Complete disregard for biology
This is not how under eye puffiness is formed. Here is an article on the reasons scientists think eye bags are formed. There is no mention of tear ducts pooling.
That pseudoscience has it all- biological nonsense, pH levels, health claims, and a claim that they use ‘evidence based documented evidence.’
Law of Attraction
This belief is rooted in the thought that bad/ negative thoughts will bring bad consequences. Likewise, good and positive thoughts will bring good consequences. The evidence that is presented for this pseudo theory is that ill people can often be heard complaining about their condition. It is therefore thought that it is this negative thinking that must have brought on the illness. Not only is this the fallacy of correlation and causation, it is beggars belief that anyone would make that conclusion.
Lacking in any proof or scientific evidence for this shaky belief has prompted some to look for a good meme or quote to back them up. This is what believers have come up with.
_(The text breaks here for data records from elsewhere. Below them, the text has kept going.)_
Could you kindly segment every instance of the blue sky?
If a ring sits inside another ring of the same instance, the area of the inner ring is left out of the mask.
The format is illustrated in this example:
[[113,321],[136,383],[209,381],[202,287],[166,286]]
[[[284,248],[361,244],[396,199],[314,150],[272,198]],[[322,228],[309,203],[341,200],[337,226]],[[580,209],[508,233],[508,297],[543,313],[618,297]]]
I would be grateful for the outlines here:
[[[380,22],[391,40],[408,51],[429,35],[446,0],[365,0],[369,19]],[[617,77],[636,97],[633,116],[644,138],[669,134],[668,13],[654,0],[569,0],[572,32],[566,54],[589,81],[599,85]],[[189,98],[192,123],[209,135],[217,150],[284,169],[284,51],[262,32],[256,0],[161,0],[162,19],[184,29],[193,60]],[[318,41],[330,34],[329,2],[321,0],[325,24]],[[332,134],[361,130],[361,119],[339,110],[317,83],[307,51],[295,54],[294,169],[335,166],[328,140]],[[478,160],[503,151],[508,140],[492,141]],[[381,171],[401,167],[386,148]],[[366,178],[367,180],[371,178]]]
It goes without saying that Einstein never said such rubbish. The actual quote came from someone who thought he was channelling an alien. Just in case you would like to check the authenticity of this quote, the people at Quote Investigator have looked into it for you.
People in MLMs will say any old rubbish to sell their products. Often the false information comes from the company themselves. The reps pretend to be knowledgeable in areas they have no understanding of. They are taught and encouraged to just believe in their company and their product and try to get others to believe in it. Pesky science and facts will not get in their way of trying to make a sale.